We also discussed possible contributions we can make to the improvement of machine translation from our background in multilingual concordancing.


This was our first visit to an EPOPIC.  We had done some consultancy work in the patent area and thought that our methodologies and presentation style would be of interest to the patent search community, so decided to go and ask them.  In general the answer appears to be "Yes".  

We attended Discussion Group 7, Freedom-to-operate, and were pleased to note at the outset that three items on the wish list of the questionnaire were met by our program, ability to highlight search phrases instead of only words, ability to save users' highlighting of text in descriptions and claims, and mumti-screen viewing to compare documents or parts of a document.  

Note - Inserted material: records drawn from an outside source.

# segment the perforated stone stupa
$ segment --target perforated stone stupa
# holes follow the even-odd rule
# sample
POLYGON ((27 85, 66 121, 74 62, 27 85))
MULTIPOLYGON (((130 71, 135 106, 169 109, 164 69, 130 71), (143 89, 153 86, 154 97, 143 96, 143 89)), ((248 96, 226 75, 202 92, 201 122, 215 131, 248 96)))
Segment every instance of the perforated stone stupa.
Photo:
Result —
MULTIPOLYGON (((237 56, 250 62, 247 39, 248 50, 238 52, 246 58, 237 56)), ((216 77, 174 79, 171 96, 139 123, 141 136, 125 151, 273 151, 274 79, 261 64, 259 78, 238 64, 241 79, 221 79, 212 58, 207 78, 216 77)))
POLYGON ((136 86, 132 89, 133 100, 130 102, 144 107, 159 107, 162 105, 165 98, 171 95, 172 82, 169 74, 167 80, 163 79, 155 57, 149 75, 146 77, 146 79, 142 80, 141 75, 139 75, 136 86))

The discussion group was run in such a way that each table of 7 tackled 2 of the 5 assignments set by the chair, Susanne Hantos.  As the designated note taker I had the privilege of hearing  12 professionals giving their take on the problems of handling a) geographical scope and b) inventions versus designs with great clarity and organisation in a time frame of 20 minutes for each team of 6.   

From the conference as a whole it became clear that FTO was a very hard search task but equally a vitally important one for companies to ensure that their R&D efforts were geared towards products that had a chance of making it to market.  It was also clear that, although there had been huge advances in machine translation, this was still an area where their was a lack of confidence in the accuracy of the current tools, particularly over extended passages.

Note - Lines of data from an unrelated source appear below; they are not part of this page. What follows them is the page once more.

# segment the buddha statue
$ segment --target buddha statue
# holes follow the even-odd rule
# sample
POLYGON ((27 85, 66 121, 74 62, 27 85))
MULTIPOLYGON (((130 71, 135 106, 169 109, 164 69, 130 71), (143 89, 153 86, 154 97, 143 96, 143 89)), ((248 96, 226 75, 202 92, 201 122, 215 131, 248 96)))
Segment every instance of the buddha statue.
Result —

As CFL works in both the document comparison area and multilingual concordancing we think we should be able to make further contributions to the power and accuracy of FTO search tools. 


We took our latest program with us.  CFL Patent PIPEline includes several distinctive features in the area of patent searching, not least the complete absence of a need for keyword/boolean searching.

You can take a look at the screenshots we showed in Madrid, to much interest from patent searchers, by choosing it from the Programs tab.  Patent PIPELine is an API, so these screenshots are indicative of what can be done with the output.  The programs ingest UTF-8 plain text and can return HTML, XML, JSON or whatever is desired by an end user.  The output displayed on page 2 of the PDF is actually working directly from the XML source files where the matched patents are found.

The report illustrated in the header is the result of starting with the ultrasonic surgical shears illustrative sample from the USPTO Examination Guide. The program is not using the title, but all the words in the sample.  The numbers on the left are the number of terms it has found in common between the sample and each document shown.  If this had been your idea, then you would quickly find out that Ethicon Endo-Surgery, Inc. had got there before you!  

Here are some of the other features:

  • Search input is normally a description of the invention or an outline application, although it is possible to use a patent or application number instead.
  • Automatic identification of all terminology in the search document.
  • Searching on all those terms; in  a full patent this can be over 2000 terms.
  • Results ranked by number of search terms found in the full patent.
  • Filters can be applied for classification codes or parts of patents.
  • Extended report giving primary classification, assignee and title in addition to the patent number and date of publication.
  • Comparison of each matched patent with the search document.
  • Parallel display of the matched sentences, with location in the patent identified (Abstract, Brief Summary, Claims, Description).
  • Automatic collection of the citations for each matched patent.
  • Ability to compare any of the citations with the search description, or the citing patent, with parallel display of the results as for patents.
  • Comparative vocabulary use for each comparison pair.
  • Unified operation across US and EPO datasets.
  • Searching in original languages, including Chinese.